A veteran Dino team attempts to win McCrae Cup for the first time in history on home turf
1994 seems a long time ago for some, but for the past 35 odd years the Calgary Dinos have struggled with top universities in the Canada West conference, vying for the McCrae Cup — a championship never won by the U of C women’s field hockey team.
It’s a dream that head coach Jenn Swagar plans on making a reality when the Dinos host the championship again in early November.
“We are focused, and the goal is to win,” Swagar said. “We like to play on our turf because it’s fast. We are comfortable there, we like the speed of the game — it’s familiar.”
“I think it has been a big build, and we’ve done a lot to prep both strength and conditioning wise,” Swagar said. “Traveling to Argentina last year was all in preparation in making it to nationals, and preforming in nationals.”
“It was definitely a highlight of my career,” she said. “I was so glad I got the opportunity to compete at that level. The experience was satisfying, and was one that brought our team really close together.”
Assistant coach Jeremiah Barnert added that even with a few key contributors falling to illness in the past weeks, the Dinos have prevailed by bolstering their strategy in staying focused and controlling external factors such as nutrition, student stress, physical and psychological aspects.
“The girls are definitely focused,” he said. “Look at the number of veterans we have on this team — they’re ready to go. They know what they need to do and they know it’s just a matter of going out and doing it.”
And Barnert, who has coached the team closely for the past five years, said he believes the Dinos have a real opportunity to compete on a high level at this year’s tournament.
“They are confident. They are prepped, and prepared for the ultimate goal of winning nationals,” he said. “They are really focused on the process more than I’d say the outcome, which is always positive when dealing with athletes.”
He said that with hosting nationals comes great responsibility, so coaching staff planned to deal with all possible outcomes this season.
“Last year we didn’t qualify for nationals, and this year we get an automatic birth,” Barnert said. But this year the Dinos have “qualified on our own terms, and that is a big goal the girls had.”

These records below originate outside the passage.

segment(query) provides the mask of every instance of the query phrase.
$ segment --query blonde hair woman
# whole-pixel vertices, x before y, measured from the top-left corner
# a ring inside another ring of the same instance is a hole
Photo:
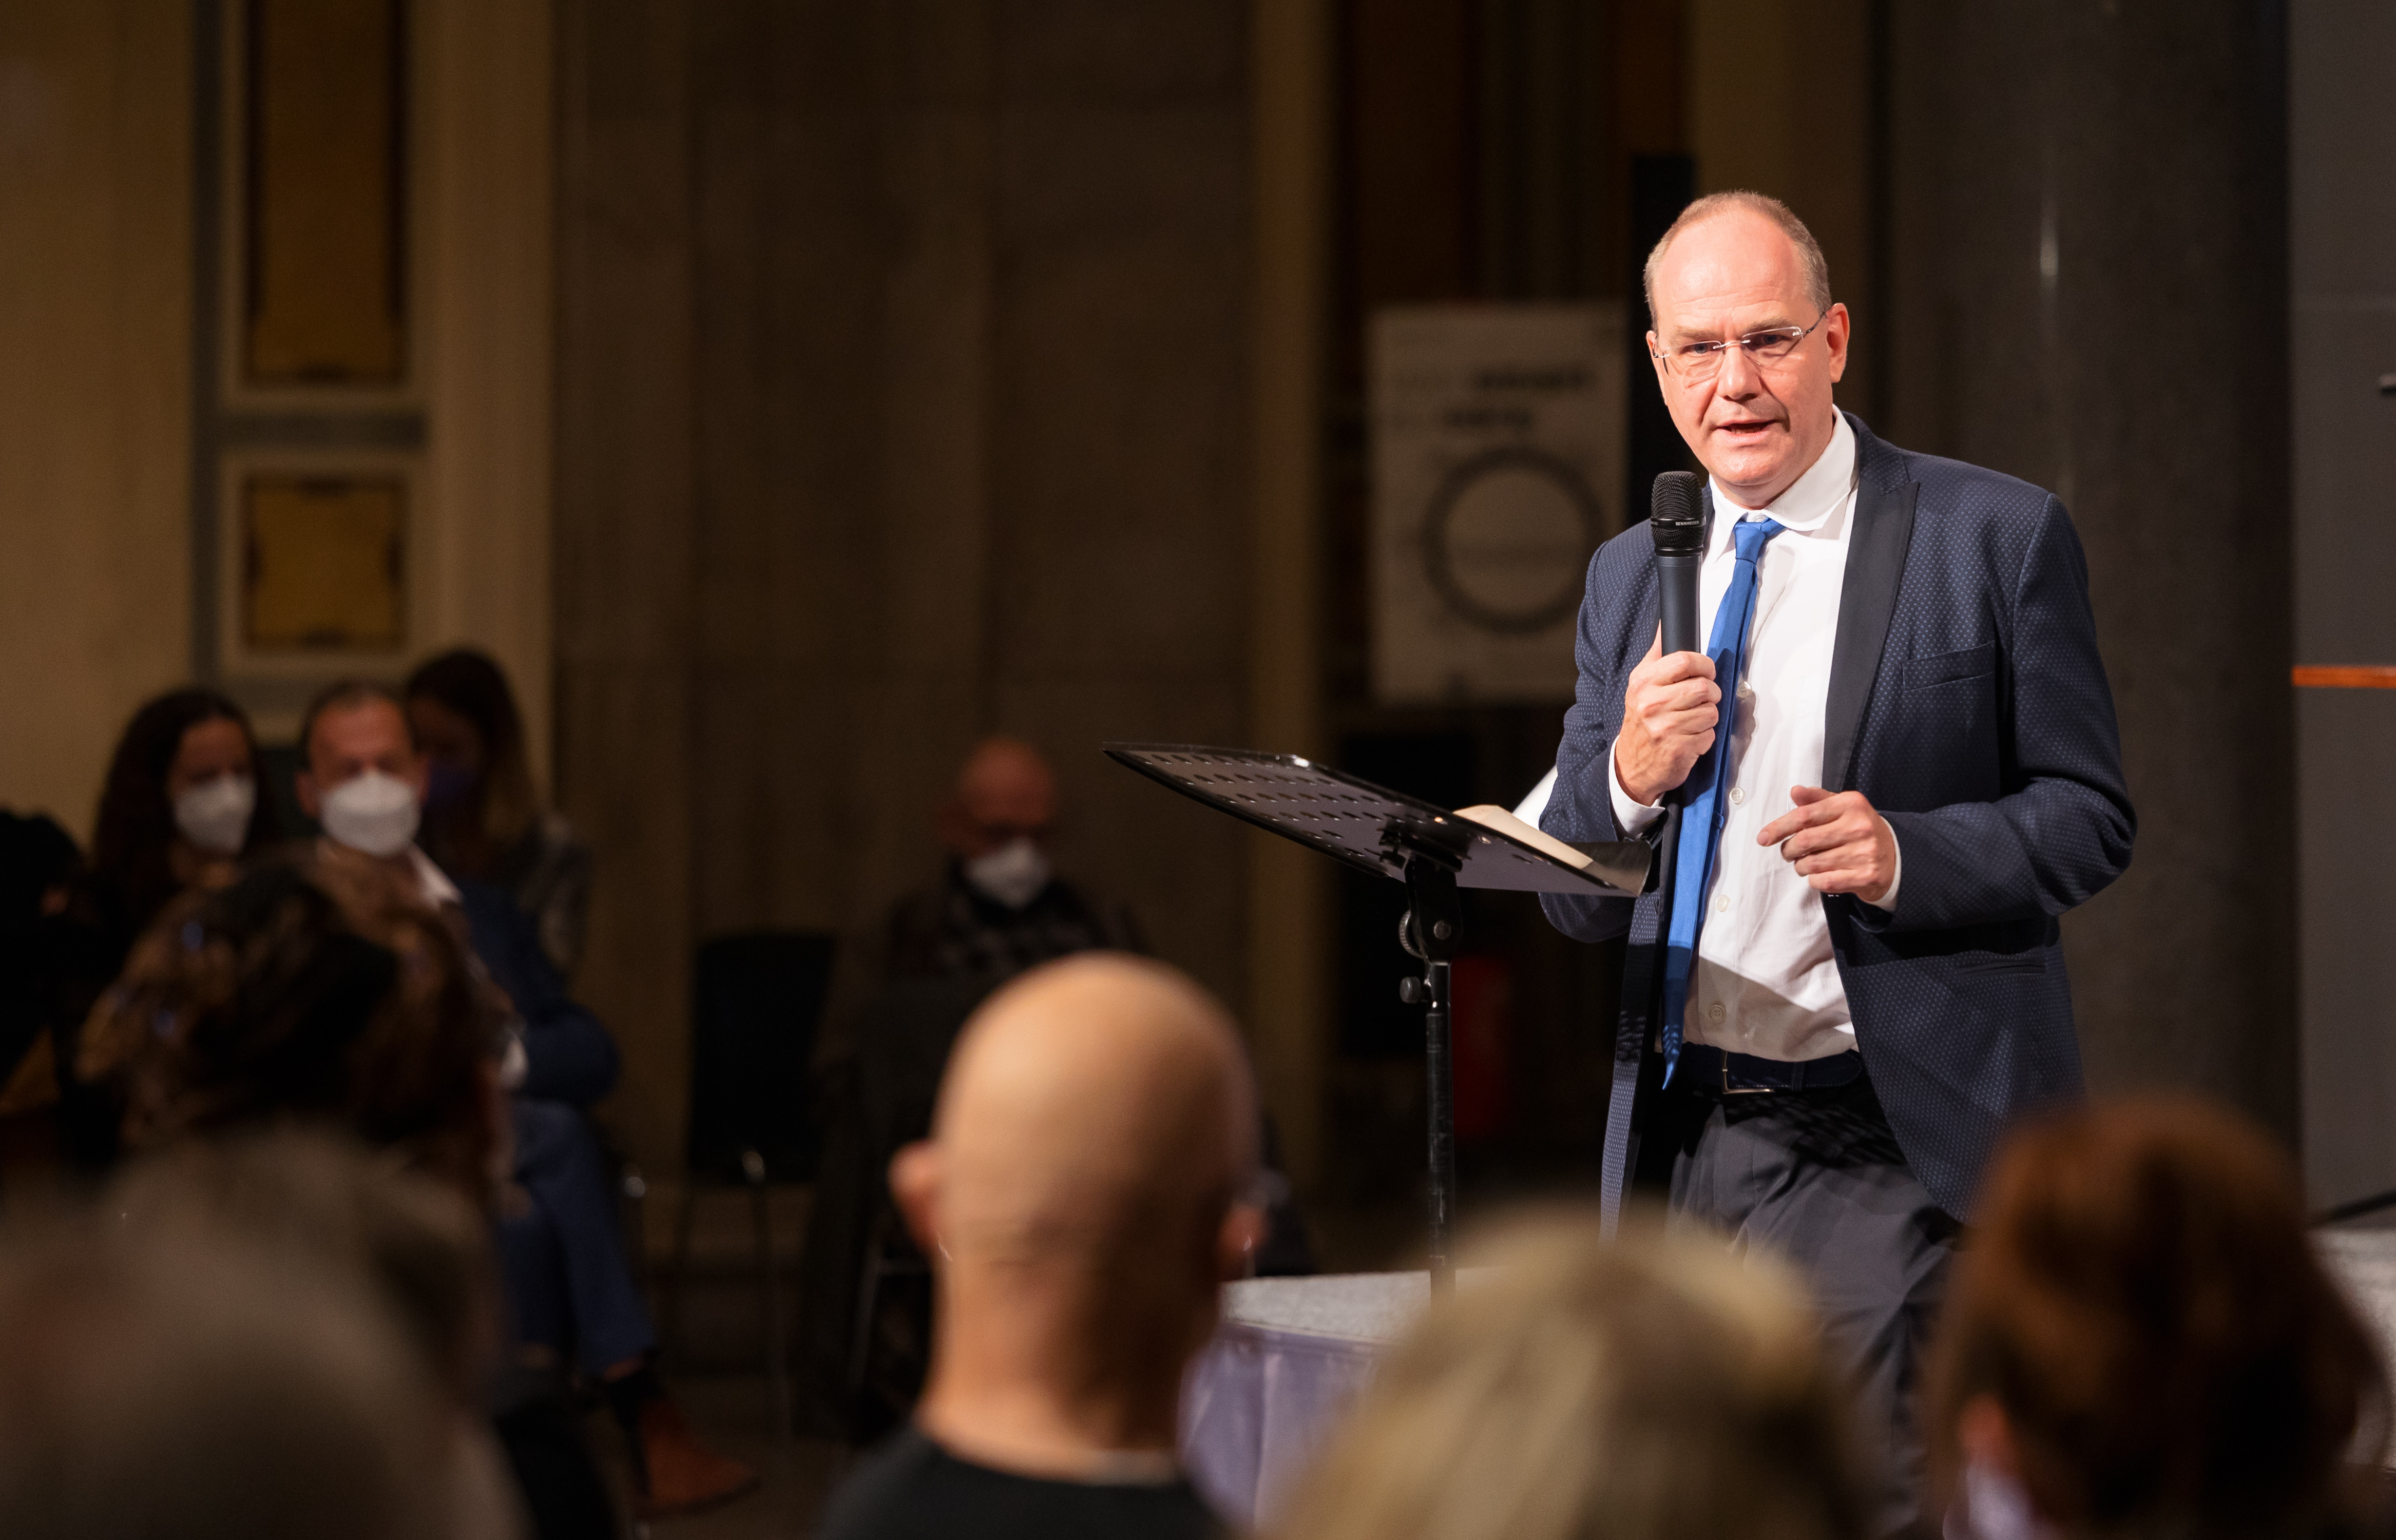
[[[1594,1215],[1493,1236],[1294,1495],[1289,1540],[1853,1540],[1869,1486],[1795,1284]]]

One of these go-getters, fifth year goalkeeper Stephanie Petrowitsch, 22, has had a “bounce-back” season, Barnert said. And with Petrowitsch being a solid netminder to rely on, the team can focus on their individual efforts he said.
Petrowitsch admits she is incredibly excited that the Dinos have a real chance to redeem themselves after missing last year’s nationals by a single point.
“Our whole five years comes down to this tournament that we get to play together. I think we are feeling good under the pressure and we are going use that pressure to play our best.”
Barnert said this is a great opportunity for the community to come out and see competitive field hockey, especially if they’ve never seen the game before. It’s a real chance to see “the highest level of field hockey you’ll ever see in Canada.”
The CIS Women’s Field Hockey Championship runs Nov 3 to 6 at Hawkings Field at the University of Calgary.